Menkaure's pyramid was closed at the time (presumably for repairs or something) so we looked at a couple of the tombs and the solar barque museum instead. In the museum a friendly gentleman homed in on us and for only a little baksheesh walked us around and told us some things we didn't know. It was thoroughly pleasant because it was clear from the off what he wanted, he was actually helpful and useful (I didn't know that the Nile had come up to near the Pyramids when they were built, for example) and he didn't argue with the amount of baksheesh we gave him (5LE - that's 50p), he even offered to give us change!

After about 16:00 the tour groups were mostly gone, the camel pushers listless and disinclined to serious hassle, and the whole place very quiet. Such a difference...then, finally, I could appreciate the Pyramids for what they truly were. By moving to the right place you could convince yourself that you were alone, alone in the shifting sands...and the Pyramids rose majestic, silent and awesome before you, alone in the desert, mounted by the slowly sinking sun.

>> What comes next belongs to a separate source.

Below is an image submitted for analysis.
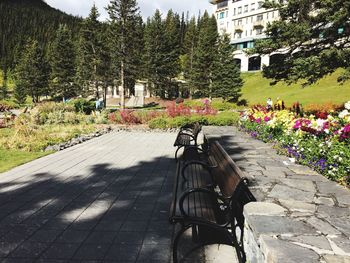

PS I haven't mentioned Matmata in Tunisia I don't think. We went back - getting flights was difficult because apparently the end of August and early September is Arabic holiday time, so we spent the extra few days in Tunisia's south - and stayed in Hotel Sidi Bou Said, which was one of the filiming locations for Star Wars (Lars Homestead). We got some cool pictures and talked to the waiter - named Snoosi - for absolutely hours, on linguistics, education, religion, politics, culture, sexual protocol and his 20 day old baby amongst others things. He was lovely.